The numbers are stark: Based on today’s wage gap, women overall lose $406,280 over the course of 40 years in the workforce. Black women lose more than twice that: $964,400, while Latinx women lose close to three times as much, at $1,163,920.

 

In 1968, a minimum-wage worker earned $10.59 per hour in inflation-adjusted terms,

46 percent more than today’s $7.25 federal minimum wage.

 

These numbers mean the difference between being able to stop working and retire, and working until they can no longer physically bear it. Demitra Williams, 61, is a home health aide in Philadelphia, with no savings. “How was I supposed to raise my kids and save money?” she asks. “And when will I be able to retire? Probably never. Maybe, definitely, never.”


The National Association for Home Care & Hospice reports that one day in a nursing home is four times as expensive as twelve hours of home care. So why aren’t we paying these women more? As Poo said after the 2020 election, domestic staff—caretakers like Olivia Ricci, e.g.—are vital in allowing others to work. “They not only benefit those workers and their families, but they help the rest of America get back to work,” Poo said. “These are jobs that are job-enabling jobs, so we need to invest in these jobs becoming good jobs.”


According to the Economic Policy Institute, raising the federal minimum wage to $15 would lift the pay of 32 million workers. In 1968, a minimum-wage worker earned $10.59 per hour in inflation-adjusted terms, 46 percent more than today’s $7.25 federal minimum wage. The minimum wage today would be over $22 per hour had it tracked productivity increases over the last five decades.
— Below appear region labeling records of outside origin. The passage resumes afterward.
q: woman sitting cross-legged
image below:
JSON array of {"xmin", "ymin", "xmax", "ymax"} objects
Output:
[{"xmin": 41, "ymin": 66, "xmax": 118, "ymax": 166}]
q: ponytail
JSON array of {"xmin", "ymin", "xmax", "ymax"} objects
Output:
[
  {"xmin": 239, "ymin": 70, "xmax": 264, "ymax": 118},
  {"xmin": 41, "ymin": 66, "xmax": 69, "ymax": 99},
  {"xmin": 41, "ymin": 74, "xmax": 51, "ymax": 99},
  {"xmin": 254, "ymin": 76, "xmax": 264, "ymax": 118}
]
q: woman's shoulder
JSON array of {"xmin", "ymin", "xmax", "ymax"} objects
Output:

The Raise the Wage Act of 2021, which phases in a $15 minimum wage by 2025, would raise the earnings of 32 million workers, or 21 percent of the workforce. Nearly a quarter—23 percent—of all workers who would see a raise are Black or Latinx women, a disproportionate percentage of the U.S. workforce in 2020. This includes 3.4 million Black women and 4 million Latinx women.


A new study by Lending Tree, released on Sept. 14, adds to the argument for raising the minimum wage, revealing that median homeowner and rent costs in every state are unaffordable to those earning the minimum wage. “In terms of raw dollars, owning and renting have become less affordable since 2000,” LendingTree researchers stated in the report, which underscores how minimum-wage workers are at risk of homelessness in many states. The median monthly homeowner costs in 2000 were $771 higher than what was affordable, while the median rent was $296 higher than what a minimum-wage worker could afford. In 2019, the affordability gap widened to $1,072 for owning and $423 for renting.
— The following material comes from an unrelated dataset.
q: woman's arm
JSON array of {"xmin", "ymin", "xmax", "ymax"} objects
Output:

Contrary to the arguments of Republicans and some companies where management makes hundreds of times what minimum-wage workers earn, raising the federal minimum wage would stimulate consumer spending, help businesses’ bottom lines, and grow the economy. An increase would improve worker productivity and reduce employee turnover and absenteeism. It would also boost the overall economy by generating increased consumer demand.


As the House Democrats Committee on Education and the Workforce explained, “The real value of the federal minimum wage has declined 24 percent since 1968. Today, the federal minimum of $7.25 leaves an adult with two children thousands of dollars below the federal poverty threshold. This is unacceptable.”


It is. Raising the minimum wage is essential to growing a post-pandemic economy and raising women out of poverty. “I want a better life for myself,” says Scott. “I want to rise from a job to a career, right here, at this hotel. But you can’t get that—you can’t get ahead—when every week’s paycheck puts you further and further behind.”